Not saying everyone does. I asked a question while giving an extreme example, if to women (uh...not you) a man who is financially stable is important to them.
 
Last edited:
Well, she has a part-time job and is a student. The 50,000 had a reason. It was the sum of her rent for the next year (which is a lot in NYC), paying off her credit cards (not a whole lot) and an expense allowance. He wanted her to not worry about money.

Recently he just dropped $20,000 on some year membership at some private gym in NYC...she's planning on dragging me there. Anyway...I don't think he's buying her, but certainly pampering her within his means.

And their first few dates didn't let on to his money. She only went out to dinner with him and then they were exclusive. And a little while later he told her. So, she loves him for him.

Difference in people and lifestyles. I would want him to donate that money to a rescue organization while I take care of myself. That's just me. As long as shes happy with him, that is all that matters.
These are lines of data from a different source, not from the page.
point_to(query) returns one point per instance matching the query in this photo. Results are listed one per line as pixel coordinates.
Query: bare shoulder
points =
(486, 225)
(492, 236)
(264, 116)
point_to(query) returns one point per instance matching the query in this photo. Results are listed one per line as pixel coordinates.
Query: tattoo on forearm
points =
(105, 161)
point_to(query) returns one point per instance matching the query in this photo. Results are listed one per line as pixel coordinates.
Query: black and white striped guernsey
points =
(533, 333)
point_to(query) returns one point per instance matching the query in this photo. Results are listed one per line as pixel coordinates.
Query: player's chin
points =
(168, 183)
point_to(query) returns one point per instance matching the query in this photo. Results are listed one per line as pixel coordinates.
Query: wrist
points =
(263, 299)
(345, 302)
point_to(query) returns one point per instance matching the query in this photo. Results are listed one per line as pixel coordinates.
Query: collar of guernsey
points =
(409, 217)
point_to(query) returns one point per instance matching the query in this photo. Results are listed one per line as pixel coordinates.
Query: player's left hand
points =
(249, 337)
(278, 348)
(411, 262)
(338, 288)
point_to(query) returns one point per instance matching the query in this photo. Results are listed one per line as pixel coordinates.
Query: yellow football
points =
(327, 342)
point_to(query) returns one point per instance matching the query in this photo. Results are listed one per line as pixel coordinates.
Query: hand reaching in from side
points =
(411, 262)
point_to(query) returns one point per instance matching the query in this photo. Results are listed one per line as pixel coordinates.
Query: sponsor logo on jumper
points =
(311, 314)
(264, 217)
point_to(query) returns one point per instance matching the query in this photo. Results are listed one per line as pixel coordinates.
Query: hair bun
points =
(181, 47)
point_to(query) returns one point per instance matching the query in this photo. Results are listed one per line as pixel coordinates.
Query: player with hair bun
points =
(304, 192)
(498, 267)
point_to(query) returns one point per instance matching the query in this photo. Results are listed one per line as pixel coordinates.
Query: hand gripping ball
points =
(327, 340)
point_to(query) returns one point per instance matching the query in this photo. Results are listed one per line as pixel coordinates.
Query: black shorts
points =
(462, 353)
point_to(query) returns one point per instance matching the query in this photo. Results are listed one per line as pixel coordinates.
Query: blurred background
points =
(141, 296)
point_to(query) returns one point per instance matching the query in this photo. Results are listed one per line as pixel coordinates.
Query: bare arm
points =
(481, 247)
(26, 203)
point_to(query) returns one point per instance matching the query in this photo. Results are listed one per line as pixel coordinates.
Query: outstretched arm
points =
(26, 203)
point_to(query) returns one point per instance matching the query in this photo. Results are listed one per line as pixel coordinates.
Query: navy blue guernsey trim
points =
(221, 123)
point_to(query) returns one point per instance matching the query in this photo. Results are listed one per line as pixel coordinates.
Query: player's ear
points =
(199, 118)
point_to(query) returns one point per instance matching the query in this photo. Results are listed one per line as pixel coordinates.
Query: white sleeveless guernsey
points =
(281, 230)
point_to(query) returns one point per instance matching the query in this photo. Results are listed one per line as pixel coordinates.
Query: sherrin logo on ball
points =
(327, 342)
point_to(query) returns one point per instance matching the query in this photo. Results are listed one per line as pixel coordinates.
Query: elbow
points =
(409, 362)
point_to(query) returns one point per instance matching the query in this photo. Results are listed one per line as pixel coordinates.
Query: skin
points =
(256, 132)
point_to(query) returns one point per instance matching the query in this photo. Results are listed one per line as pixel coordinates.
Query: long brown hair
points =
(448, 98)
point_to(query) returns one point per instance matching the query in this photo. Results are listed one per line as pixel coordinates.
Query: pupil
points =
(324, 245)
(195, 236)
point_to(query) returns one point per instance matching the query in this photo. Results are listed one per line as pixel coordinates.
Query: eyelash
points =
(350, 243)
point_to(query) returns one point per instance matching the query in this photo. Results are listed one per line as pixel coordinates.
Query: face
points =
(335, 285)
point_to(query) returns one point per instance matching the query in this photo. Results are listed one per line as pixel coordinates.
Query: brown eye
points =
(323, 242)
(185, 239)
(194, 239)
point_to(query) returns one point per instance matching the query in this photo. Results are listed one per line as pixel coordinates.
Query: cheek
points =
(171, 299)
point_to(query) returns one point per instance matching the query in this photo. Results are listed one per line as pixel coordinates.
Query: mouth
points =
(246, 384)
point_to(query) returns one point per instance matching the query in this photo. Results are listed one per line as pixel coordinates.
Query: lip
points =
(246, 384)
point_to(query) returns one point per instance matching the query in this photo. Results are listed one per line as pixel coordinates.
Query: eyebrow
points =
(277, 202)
Good for them:smile:
 
Difference in people and lifestyles. I would want him to donate that money to a rescue organization while I take care of myself. That's just me. As long as shes happy with him, that is all that matters. Good for them:smile:

Yeah exactly. I was okay with the first thing because it was pratical but the gym membership was crazy to me. They're doing it together though.

Either way, it got me thinking how important is financial stability when dating a guy. Not to that extreme of course.
 
Well like I said. I can pay my bills. He needs to pay his bills and show me he is responsible. Later on we can work out who pays for what and who makes whatever. I think in the beginning I just want to know he is financially responsible and secure. He doesn't have to be rich. I'm not rich, but I work my butt off so I have some nice things.
 
I gave my gf an investment portfolio of $2.3 million for her birthday a few years back. She's now grown that to over $5 million. And many other things: e.g. just bought her a new Lincoln Navigator last month. Sure I'm her sugar daddy - I'm 63 and she's 25. Best relationship I ever had. She's free to go her own way because she's now financially independent. We've been together 5 years now. She stays in the relationship out of choice.
 
Money can't buy happiness...but the more you have, the harder you have to work to find things to be unhappy about
 
I gave my gf an investment portfolio of $2.3 million for her birthday a few years back. She's now grown that to over $5 million. And many other things: e.g. just bought her a new Lincoln Navigator last month. Sure I'm her sugar daddy - I'm 63 and she's 25. Best relationship I ever had. She's free to go her own way because she's now financially independent. We've been together 5 years now. She stays in the relationship out of choice.

birthday present - $2.3 million

another present - $50000 car

cool story bro
 
I dated this great guy from Houston many years back. He was a true gentleman and a fun guy. He would drive all the way to Austin and we'd do some fun stuff. I guess the Land Rover should have given me a clue.

I went to spend the weekend with him in Houston and things changed drastically. We went to eat at the "Club" and meet his friends. To say that I was an outsider is an understatement. This is the same club that the Bushes belong to (GHW and GW) and they are close family friends. His family is quite moneyed and his lifestyle was so far removed from mine that I don't think I could ever get used to his and I know he would never understand mine. His family was wonderful, but they didn't understand certain things that I grew up knowing were the way things were.

The relationship died a natural death, and while it made me kind of sad I never hoped to try to get used to living like that. I couldn't keep a foot in both worlds. Live it up with him then come back down to earth with my family.